I fatti dimostrerebbero che non è stato fatto nulla.
Sappiamo, invece, che la dis-amministrazione ha ignorato completamente la situazione, impegnata nelle festicciole private (sempre con fascia tricolore al collo!), nello struscio al Corso riqualificato (e non ancora collaudato!) e nelle sagre delle polpette e dei panzarotti.

Si avviano lavori di opere pubbliche strategiche come quelle sanitarie, del valore di decine di milioni di euro, sul territorio comunale senza che vengano rilasciati i permessi a costruire e senza che si controlli quello che si sta facendo?

Cosa è stato fatto per promuovere e controllare l’efficace andamento dei lavori vista la scadenza del 30 giugno?

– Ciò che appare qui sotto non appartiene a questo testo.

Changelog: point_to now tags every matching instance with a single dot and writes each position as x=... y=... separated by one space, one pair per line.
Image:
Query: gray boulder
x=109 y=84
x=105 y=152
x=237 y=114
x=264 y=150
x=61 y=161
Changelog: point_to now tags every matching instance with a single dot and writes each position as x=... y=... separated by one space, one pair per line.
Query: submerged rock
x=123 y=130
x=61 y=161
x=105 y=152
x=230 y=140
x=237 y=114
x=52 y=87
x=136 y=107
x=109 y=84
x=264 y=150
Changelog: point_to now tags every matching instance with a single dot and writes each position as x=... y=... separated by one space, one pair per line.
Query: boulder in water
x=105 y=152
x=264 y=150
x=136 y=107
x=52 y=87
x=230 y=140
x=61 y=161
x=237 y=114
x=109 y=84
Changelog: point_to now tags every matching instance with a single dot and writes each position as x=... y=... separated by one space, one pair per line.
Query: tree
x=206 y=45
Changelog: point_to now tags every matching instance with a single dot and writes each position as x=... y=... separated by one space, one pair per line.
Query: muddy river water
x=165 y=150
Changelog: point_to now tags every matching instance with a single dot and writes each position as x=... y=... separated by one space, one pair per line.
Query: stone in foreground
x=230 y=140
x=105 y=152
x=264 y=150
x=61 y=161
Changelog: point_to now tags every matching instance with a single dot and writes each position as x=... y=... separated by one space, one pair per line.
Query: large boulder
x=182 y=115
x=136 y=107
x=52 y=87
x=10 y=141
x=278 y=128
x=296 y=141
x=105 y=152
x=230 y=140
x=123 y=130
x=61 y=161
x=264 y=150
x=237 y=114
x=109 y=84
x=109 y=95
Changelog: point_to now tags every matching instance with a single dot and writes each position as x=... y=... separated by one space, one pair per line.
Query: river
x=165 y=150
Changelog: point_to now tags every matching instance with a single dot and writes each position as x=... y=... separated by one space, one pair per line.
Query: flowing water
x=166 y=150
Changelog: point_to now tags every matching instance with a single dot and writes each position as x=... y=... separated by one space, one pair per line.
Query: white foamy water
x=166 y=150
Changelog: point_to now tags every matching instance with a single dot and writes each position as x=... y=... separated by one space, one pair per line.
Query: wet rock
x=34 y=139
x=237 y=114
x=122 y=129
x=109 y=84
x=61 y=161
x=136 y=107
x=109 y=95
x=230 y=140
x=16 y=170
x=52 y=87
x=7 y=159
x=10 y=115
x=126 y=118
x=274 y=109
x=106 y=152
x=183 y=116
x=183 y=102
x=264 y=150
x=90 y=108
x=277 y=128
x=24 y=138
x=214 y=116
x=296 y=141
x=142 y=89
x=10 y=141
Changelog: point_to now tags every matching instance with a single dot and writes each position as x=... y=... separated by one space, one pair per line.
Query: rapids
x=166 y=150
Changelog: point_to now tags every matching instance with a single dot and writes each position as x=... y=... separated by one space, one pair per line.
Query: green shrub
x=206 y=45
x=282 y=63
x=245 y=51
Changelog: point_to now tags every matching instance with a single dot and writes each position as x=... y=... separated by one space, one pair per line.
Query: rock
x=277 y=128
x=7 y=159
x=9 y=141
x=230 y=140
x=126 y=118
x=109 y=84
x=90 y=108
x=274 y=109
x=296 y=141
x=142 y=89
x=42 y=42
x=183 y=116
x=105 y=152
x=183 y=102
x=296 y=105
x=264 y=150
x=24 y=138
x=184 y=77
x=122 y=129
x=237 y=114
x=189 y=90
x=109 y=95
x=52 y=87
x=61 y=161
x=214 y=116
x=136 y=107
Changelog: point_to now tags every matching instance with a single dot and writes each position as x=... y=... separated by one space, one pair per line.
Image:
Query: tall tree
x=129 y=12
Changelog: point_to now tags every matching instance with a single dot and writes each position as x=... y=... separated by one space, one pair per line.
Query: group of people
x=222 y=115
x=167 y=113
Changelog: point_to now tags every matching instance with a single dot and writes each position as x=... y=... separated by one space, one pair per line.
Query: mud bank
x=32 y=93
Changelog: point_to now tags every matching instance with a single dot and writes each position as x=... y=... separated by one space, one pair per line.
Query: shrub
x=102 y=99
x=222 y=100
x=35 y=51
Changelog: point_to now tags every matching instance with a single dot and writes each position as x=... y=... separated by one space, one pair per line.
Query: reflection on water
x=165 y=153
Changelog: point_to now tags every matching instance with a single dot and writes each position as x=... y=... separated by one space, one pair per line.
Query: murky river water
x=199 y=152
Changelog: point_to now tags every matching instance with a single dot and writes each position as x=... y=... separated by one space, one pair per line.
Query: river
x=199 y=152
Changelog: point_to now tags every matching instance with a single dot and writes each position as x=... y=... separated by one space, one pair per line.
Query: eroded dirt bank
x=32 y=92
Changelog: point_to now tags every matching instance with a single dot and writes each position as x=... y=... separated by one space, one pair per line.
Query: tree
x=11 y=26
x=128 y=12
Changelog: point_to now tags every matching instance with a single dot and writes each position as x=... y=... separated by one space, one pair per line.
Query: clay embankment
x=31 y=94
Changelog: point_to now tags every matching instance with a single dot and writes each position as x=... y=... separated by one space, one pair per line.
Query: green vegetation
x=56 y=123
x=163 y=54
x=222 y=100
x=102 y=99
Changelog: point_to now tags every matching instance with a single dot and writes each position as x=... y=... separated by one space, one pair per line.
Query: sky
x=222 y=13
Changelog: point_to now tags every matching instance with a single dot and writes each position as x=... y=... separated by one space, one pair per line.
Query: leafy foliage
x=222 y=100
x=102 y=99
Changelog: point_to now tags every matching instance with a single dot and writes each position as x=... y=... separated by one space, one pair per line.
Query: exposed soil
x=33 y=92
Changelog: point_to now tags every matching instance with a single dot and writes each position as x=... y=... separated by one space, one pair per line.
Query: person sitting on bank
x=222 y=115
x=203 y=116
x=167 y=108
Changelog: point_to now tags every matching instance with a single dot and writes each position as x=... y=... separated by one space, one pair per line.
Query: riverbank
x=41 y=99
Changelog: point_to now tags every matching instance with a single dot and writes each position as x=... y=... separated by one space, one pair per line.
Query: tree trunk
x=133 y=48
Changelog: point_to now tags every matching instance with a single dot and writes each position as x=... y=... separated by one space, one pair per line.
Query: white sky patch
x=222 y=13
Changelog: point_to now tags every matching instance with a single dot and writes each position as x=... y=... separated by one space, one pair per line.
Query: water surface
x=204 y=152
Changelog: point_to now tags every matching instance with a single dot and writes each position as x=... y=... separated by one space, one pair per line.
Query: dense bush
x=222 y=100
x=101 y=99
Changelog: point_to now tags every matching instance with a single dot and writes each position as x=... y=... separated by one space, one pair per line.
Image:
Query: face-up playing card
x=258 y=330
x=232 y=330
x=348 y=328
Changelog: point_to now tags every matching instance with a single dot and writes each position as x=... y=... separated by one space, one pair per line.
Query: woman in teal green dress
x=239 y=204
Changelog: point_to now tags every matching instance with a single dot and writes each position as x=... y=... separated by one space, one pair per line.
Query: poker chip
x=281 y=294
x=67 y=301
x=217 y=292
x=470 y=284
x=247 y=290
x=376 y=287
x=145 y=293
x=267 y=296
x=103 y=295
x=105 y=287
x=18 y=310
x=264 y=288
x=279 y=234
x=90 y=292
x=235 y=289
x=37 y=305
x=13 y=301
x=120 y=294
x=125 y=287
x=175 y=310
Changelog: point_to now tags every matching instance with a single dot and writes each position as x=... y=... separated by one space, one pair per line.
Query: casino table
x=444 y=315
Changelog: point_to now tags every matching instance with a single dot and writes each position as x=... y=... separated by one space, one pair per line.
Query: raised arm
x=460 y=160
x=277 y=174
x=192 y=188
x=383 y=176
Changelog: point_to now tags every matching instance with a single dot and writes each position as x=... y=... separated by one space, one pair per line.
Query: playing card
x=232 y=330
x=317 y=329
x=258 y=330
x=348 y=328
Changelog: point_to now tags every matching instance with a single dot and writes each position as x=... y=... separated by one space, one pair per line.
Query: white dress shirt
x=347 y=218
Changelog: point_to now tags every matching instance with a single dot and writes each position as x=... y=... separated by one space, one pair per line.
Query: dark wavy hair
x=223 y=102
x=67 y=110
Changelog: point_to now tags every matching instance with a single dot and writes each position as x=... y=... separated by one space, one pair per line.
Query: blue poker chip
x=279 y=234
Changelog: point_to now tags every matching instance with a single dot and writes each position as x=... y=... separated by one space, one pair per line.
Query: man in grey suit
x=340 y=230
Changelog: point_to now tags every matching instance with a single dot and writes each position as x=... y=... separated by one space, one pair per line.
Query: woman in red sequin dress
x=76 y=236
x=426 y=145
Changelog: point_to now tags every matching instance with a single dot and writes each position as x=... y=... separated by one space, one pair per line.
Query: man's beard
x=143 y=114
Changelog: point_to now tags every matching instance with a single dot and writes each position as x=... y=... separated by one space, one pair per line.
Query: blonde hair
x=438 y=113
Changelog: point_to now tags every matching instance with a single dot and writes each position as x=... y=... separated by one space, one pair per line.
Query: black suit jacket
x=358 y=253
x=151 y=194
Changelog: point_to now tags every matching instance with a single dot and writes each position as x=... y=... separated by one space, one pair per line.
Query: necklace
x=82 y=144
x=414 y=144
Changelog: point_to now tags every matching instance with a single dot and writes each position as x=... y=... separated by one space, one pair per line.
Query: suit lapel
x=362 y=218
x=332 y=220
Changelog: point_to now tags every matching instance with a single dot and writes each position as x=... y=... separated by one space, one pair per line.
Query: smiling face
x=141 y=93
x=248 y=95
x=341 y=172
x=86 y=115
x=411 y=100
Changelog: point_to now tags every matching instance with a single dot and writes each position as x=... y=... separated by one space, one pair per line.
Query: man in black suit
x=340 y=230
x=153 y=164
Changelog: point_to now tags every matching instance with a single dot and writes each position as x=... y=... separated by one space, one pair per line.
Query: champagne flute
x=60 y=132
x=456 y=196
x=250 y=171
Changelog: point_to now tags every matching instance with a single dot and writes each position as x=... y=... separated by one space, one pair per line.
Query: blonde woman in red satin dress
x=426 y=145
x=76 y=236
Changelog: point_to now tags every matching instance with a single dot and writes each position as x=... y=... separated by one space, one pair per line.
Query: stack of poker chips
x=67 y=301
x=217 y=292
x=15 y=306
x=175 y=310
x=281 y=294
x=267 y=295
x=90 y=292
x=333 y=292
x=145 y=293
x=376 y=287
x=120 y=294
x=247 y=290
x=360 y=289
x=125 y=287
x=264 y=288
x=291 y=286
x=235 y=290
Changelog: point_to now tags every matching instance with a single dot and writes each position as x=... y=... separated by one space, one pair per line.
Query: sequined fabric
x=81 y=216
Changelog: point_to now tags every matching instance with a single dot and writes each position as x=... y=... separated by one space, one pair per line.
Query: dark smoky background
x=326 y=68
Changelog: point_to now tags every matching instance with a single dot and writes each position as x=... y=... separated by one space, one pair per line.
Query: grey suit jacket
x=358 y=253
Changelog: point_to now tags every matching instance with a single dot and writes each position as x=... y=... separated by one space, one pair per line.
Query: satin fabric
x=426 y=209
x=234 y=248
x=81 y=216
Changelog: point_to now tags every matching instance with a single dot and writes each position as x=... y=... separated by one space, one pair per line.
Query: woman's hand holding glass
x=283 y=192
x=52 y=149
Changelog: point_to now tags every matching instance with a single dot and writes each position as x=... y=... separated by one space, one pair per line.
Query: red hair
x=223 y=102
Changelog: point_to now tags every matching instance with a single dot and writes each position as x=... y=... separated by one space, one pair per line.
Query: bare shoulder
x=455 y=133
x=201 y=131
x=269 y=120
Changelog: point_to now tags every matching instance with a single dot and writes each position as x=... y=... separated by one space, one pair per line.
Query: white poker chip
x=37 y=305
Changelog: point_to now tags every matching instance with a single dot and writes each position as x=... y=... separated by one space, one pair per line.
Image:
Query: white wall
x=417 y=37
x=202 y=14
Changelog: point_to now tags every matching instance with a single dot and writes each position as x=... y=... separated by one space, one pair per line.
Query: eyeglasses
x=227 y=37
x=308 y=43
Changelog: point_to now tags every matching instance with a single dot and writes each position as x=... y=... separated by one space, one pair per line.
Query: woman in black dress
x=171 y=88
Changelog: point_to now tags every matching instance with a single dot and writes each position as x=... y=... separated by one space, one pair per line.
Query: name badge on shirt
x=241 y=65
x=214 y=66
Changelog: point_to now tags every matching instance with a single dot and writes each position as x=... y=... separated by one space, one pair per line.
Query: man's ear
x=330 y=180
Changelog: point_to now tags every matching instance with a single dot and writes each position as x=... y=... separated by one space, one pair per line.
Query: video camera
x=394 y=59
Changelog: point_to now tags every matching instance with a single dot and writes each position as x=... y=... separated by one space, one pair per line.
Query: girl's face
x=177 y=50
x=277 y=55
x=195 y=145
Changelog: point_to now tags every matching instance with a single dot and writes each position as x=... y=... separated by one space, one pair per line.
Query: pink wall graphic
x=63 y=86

Un’amministrazione comunale degna di questo nome, quotidianamente, promuove e controlla quel che si realizza sul proprio territorio.
Soprattutto quando gli attori sono altri Enti pubblici.
E provvede ad informare, in modo trasparente, la Comunità.
Se non ci fosse stata la denuncia di un cittadino e la nostra segnalazione, non avremmo mai saputo come stanno veramente le cose.

Invieremo un dettagliato esposto all’Autorità Giudiziaria per chiedere di accertare se vi siano responsabilità anche a carico di chi doveva controllare e non ha fatto nulla.
Ma, al di la’ dell’aspetto giudiziario, resta enorme e chiaro, il fallimento politico e amministrativo di tutti i dis-amministratori di maggioranza che, con la loro incapacità e il loro disinteresse, danneggiano la nostra Città.”